By the Potencia correspondent
It’s a crisis waiting to happen. The rapid population growth and the relatively healthy economic conditions of the region have put pressure on Latin American nations to face up to a potential energy crisis as power demand grows.
In Uruguay, for example, increasing concern has been expressed. Ronald Beare, manager of forestry company UPM, said in a recent interview that if the population of the country kept growing at the current rate it could experience significant energy problems.
But the leader of UPM, a firm that occupies the second place in Europe in the generation of biomass, was careful not to say that nuclear energy should be used to fill the gap in supply. According to Beare, energy plants in the pipeline in Uruguay represent a total generation capacity of 1,600 MW which is the equivalent of about 90 per cent of the population’s needs.
It’s not all doom and gloom. Uruguay is also planning to spend about $3bn in the energy sector up to 2015, of which about 62 per cent will be invested in renewable energy projects.
Separately, some industrial sectors in Bolivia have expressed alarm saying the country risks serious rationing of electricity because its energy reserves are very low. The country’s reserve margin is only 4 per cent, which is more than half of the optimum 10 per cent. The National Committee of Energy Distribution has said it fears a collapse of the energy system.
Venezuela is another nation with a fragile energy system. The problems meeting energy demand are so grave that the authorities have announced power restrictions in an effort to stabilize the energy system, reports the Agence France Presse.
According to the new measures adopted by the government, the big energy consumers, which include shopping centres, industries and private companies, will have to reduce their consumption by 10 per cent each month. Likewise, those households that manage to reduce their consumption will receive significant discounts on their energy bills, the government said.
The Venezuelan electricity system requires an investment of about US$20.000 million in the next four years to save it from collapse, experts have calculated. According to the authorities, current power generation projects would help the country overcome its current energy crisis, but between 50-70 per cent of these projects are now delayed, which will make it hard for them to start operating in time.
Chile, in contrast, does not have an energy system near to collapse like Venezuela but it has experienced robust economic growth, which in return has increased energy consumption. To satisfy this greater demand, the country will need to triple its current generation capacity over the next 15 years.
In Costa Rica, the government is launching a contingency plan aimed at avoiding a loss of energy supply starting from 2014, La Nacion said. The plan explores the feasibility of increasing energy generation by about 400 MW in the next six years.

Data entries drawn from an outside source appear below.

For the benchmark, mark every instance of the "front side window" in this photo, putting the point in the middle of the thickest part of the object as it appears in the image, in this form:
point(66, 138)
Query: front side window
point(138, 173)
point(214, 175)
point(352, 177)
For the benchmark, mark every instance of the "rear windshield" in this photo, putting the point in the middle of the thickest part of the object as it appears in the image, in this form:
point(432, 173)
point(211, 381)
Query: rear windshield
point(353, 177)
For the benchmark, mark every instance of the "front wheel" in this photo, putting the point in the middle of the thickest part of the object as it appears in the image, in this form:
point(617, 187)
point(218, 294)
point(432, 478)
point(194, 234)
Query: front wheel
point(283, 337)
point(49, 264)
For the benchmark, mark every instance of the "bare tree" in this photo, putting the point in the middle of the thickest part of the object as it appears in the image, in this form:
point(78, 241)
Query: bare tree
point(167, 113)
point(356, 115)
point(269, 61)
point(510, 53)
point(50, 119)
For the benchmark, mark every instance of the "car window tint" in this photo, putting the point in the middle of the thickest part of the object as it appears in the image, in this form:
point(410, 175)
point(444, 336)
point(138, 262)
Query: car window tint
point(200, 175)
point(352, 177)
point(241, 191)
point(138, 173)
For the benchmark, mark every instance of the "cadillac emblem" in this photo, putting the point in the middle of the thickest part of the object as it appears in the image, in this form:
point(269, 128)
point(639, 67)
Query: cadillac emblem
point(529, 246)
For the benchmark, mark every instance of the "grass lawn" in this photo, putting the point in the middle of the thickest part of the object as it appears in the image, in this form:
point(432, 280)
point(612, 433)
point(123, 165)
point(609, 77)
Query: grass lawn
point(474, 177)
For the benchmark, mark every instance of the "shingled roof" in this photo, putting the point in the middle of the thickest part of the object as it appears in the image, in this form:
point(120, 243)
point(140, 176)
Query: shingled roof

The country is also contemplating asking energy users to contribute a small amount towards the maintenance of the national energy system. Costa Rica is also exploring the feasibility of relying more heavily on renewable sources of energy. However, there is a delay of about two years in the implementation of projects, which could risk having shortages by 2018, the report added.
Argentina is also suffering a crisis of its own triggered in part by an overheated economy. Demand for energy has grown so fast recently that even oil supplies are running low, according to press reports.
Since 2005, Argentina has purchased in the region of 4.5 million air conditioning systems, while 2011 will see record sales of new cars, according to figures gathered by El Pais newspaper.
Previous studies and surveys in the region have highlighted Latin American’s awareness of a potential energy crisis. Many leaders have called for collective solutions to the issue. However, there have been inconsistencies when it comes to actually tackling the problem because many nations are unwilling to offer concessions when sharing their energy resources.